CEE Attracting Investors Despite Market Uncertainty

Office Market

Colliers worked on the recent R70 office transaction.

Colliers has recorded total investment for Central and Eastern Europe (Bulgaria, Czech Republic, Hungary, Poland, Romania and Slovakia) for 2021 at around EUR 11 billion. EUR 1.2 bln of that was for Hungary, compared to EUR 6.3 bln for Poland and EUR 1.8 bln for the Czech Republic.

Lower investment levels are seen as being due to the lack of shopping center and big hotel deals in the region. However, office transactions for CEE are predicted to remain constant, while the industrial sector could see increases.

“The German funds are essentially on hold, although this could be a short-term hesitation,” comments Kevin Turpin, head of commercial real estate at Colliers. “In the CEE region, we are registering some investors returning to a wait-and-see approach before making investment decisions. Similarly, we have seen some leasing deals put on hold or completely withdrawn,” he explains.

“Some of these are claimed to have been related to Russian companies being involved and others due to the uncertainty of the war and its physical proximity. At the same time, there will always be those who continually look for and find opportunity, even in the most challenging of times,” Turpin adds.

The conventional wisdom is that despite the pandemic and now the war in Ukraine impacting the commercial property market, there is still a large amount of capital looking to be invested and Hungary and Central Europe are attractive investment destinations that offer an appropriate yield spread.
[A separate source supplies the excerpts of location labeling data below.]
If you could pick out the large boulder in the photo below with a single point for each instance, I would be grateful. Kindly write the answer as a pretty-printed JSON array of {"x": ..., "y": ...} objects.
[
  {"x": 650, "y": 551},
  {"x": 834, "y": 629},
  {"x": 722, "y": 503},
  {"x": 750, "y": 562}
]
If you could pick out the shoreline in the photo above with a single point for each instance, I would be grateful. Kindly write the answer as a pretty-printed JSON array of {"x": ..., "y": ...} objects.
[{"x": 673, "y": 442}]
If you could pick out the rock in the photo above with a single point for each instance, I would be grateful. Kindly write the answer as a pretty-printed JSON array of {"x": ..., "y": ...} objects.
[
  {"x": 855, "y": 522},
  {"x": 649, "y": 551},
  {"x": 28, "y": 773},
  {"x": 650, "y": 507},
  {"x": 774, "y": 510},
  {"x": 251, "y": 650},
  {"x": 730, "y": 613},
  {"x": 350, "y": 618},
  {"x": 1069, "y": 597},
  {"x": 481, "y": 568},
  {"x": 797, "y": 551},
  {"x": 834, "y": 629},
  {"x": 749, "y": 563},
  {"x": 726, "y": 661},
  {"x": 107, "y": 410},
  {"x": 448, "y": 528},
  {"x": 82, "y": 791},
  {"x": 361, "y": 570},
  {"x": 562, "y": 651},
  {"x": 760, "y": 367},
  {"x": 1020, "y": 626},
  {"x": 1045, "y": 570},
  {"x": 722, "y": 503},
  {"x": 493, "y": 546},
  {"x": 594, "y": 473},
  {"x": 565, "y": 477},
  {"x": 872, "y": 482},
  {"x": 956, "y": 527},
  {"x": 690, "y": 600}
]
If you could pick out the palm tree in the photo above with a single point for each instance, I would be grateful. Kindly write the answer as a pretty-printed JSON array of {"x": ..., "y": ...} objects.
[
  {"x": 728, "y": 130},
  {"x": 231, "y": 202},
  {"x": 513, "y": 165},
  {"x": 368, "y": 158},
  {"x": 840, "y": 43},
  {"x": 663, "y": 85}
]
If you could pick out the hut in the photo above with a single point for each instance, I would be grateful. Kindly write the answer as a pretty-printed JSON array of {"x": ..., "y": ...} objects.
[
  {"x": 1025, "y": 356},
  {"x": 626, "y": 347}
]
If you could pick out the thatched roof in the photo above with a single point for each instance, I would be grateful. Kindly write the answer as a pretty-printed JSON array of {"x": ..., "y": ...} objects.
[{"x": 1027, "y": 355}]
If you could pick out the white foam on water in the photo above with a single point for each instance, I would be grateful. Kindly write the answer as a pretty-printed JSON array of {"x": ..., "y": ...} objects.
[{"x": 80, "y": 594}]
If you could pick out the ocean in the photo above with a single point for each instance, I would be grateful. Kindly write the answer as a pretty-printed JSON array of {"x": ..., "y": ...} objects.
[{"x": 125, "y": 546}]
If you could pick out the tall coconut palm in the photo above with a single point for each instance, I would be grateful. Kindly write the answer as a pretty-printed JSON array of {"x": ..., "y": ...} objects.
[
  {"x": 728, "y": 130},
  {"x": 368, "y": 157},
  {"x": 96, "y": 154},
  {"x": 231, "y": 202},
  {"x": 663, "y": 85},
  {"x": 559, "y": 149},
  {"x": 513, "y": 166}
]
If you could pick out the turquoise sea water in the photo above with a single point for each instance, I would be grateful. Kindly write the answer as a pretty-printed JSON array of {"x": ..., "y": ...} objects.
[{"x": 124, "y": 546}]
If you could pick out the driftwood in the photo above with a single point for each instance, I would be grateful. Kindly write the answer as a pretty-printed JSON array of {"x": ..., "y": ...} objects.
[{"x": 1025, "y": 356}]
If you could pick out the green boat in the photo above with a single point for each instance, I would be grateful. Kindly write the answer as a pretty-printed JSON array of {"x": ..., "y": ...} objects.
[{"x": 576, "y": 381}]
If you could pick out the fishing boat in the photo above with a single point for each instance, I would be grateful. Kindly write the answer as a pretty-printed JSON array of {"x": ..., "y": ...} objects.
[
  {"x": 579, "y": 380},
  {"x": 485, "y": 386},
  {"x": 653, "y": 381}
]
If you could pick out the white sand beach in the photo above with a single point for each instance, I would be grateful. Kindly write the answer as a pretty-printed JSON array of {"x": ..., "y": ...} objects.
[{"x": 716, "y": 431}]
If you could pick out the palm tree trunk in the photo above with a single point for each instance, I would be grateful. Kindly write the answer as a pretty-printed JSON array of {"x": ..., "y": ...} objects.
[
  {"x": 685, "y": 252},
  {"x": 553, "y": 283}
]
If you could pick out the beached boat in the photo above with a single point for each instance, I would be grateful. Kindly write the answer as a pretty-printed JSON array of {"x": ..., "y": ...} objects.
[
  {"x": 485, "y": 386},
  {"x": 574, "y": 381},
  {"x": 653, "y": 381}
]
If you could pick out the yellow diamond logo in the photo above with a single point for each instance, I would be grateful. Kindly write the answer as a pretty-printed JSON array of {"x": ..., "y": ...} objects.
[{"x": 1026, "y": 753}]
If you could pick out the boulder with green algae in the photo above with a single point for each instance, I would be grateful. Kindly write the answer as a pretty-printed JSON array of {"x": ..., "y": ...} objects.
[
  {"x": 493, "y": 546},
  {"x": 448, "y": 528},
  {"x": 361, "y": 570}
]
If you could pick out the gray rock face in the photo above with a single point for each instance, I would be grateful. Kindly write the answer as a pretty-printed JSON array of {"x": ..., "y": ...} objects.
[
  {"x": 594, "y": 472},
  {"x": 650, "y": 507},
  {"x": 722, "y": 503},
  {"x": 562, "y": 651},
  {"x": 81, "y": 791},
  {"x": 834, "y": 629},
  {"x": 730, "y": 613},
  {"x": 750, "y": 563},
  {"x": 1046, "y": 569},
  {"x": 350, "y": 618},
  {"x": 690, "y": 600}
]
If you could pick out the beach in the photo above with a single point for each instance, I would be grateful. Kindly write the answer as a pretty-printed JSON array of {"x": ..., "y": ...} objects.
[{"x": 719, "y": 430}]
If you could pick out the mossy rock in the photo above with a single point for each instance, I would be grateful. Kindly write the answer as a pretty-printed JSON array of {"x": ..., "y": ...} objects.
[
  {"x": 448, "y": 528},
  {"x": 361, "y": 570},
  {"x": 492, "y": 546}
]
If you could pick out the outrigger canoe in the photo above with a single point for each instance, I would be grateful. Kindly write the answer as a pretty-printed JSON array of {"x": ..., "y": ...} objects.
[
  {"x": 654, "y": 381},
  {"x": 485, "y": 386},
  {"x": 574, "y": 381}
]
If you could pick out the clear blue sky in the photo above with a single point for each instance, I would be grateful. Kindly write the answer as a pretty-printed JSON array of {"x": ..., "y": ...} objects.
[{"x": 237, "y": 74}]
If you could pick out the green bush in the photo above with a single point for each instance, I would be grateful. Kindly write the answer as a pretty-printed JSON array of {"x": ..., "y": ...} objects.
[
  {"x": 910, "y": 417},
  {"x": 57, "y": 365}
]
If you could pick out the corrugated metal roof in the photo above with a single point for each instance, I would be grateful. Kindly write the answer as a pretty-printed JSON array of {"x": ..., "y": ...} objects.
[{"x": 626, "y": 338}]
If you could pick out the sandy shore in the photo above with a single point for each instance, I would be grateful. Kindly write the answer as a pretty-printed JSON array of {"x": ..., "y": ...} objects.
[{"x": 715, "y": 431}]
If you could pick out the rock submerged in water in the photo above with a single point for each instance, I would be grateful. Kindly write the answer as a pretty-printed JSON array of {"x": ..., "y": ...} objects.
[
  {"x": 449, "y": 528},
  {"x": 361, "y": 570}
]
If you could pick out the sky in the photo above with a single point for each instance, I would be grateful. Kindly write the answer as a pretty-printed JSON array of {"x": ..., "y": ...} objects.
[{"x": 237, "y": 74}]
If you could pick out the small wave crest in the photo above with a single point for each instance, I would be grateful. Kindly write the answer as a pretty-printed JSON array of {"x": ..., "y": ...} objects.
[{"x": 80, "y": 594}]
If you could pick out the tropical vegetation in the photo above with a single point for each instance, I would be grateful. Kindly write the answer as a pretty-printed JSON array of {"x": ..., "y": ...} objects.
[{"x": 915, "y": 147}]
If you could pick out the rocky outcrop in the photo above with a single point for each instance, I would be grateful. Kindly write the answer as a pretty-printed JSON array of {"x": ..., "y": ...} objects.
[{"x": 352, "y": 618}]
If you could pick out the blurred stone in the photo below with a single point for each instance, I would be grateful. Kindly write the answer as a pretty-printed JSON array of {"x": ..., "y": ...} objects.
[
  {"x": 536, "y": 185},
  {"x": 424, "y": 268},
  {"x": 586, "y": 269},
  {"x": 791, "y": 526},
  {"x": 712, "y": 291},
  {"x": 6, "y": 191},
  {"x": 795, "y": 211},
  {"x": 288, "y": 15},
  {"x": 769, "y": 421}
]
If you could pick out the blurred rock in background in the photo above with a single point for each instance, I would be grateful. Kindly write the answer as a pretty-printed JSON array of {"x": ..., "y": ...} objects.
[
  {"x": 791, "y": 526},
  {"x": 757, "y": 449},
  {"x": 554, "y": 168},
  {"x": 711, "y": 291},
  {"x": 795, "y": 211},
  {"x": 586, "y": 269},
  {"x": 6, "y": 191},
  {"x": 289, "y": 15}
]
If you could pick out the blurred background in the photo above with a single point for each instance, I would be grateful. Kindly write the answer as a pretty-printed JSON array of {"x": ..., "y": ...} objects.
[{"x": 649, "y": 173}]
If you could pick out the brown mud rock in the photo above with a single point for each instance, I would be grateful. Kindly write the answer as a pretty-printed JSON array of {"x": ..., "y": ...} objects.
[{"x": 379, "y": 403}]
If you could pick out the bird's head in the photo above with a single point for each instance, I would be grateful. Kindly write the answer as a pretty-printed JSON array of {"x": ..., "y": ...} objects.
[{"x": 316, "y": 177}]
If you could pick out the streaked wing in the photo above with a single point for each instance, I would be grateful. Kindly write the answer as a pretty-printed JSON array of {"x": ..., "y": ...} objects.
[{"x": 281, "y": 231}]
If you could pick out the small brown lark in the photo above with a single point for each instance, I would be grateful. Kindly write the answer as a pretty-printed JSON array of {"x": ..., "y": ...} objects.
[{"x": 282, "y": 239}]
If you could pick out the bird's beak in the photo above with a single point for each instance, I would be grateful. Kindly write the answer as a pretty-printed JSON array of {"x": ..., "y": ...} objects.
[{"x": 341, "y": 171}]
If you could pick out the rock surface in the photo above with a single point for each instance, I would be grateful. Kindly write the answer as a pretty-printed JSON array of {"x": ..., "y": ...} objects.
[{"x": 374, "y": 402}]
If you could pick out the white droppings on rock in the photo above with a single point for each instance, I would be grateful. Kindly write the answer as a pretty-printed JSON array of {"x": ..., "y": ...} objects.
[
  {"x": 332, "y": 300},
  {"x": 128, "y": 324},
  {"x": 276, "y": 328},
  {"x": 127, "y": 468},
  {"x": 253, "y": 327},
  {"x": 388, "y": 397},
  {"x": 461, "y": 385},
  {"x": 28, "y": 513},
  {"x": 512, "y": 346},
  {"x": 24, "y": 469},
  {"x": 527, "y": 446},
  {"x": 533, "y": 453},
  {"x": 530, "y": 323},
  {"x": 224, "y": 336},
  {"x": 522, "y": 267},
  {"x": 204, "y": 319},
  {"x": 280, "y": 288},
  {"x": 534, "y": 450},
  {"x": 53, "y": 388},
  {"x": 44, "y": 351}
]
Colliers puts prime office yields for Budapest at 5.25% and stable, industrial at 5.75% and falling, and shopping centers at 6.5% and constant. Limited movement has been recorded in many markets in CEE due to the ongoing lack of transactional evidence to support further shifts.

Incorporating ESG

There is seen to be an increasingly urgent need to integrate environmental, social and governance factors into investors’ decision-making, especially given the variations in ESG benchmarking and implementation within the region.

Oana Stamatin, ESG chief officer for CEE & Romania at Colliers, comments that depending on whether you are buying, holding, or selling, you will perceive real estate transactions in quite different ways regarding this term. Conducting an ESG review during the due diligence process can help investors identify deal threats and key opportunities for improvement post-acquisition while highlighting deficient standards and identifying regulatory liability, she argues

“With the geopolitical and health-related crises, the global economic outlook continues to change frequently and is extremely difficult to predict. The current situation is highly complex, impacts on a broad spectrum of the economy, and is most likely to worsen throughout 2022 before getting any better,” assesses Turpin.

“The war in Ukraine and related sanctions, on top of pandemic and ESG drivers and disruptions, will impact property markets in terms of supply, demand and affordability. Not all of these impacts are negative, but they will differ between property sectors,” he says.

“However, it is both rising inflation and interest rates that are being very carefully monitored as they will bring an end to the long-running ‘low for longer’ period, which will not only impact the cost of debt and pricing but also multiple other costs for real estate investors, developers, occupiers and consumers,” Turpin concludes.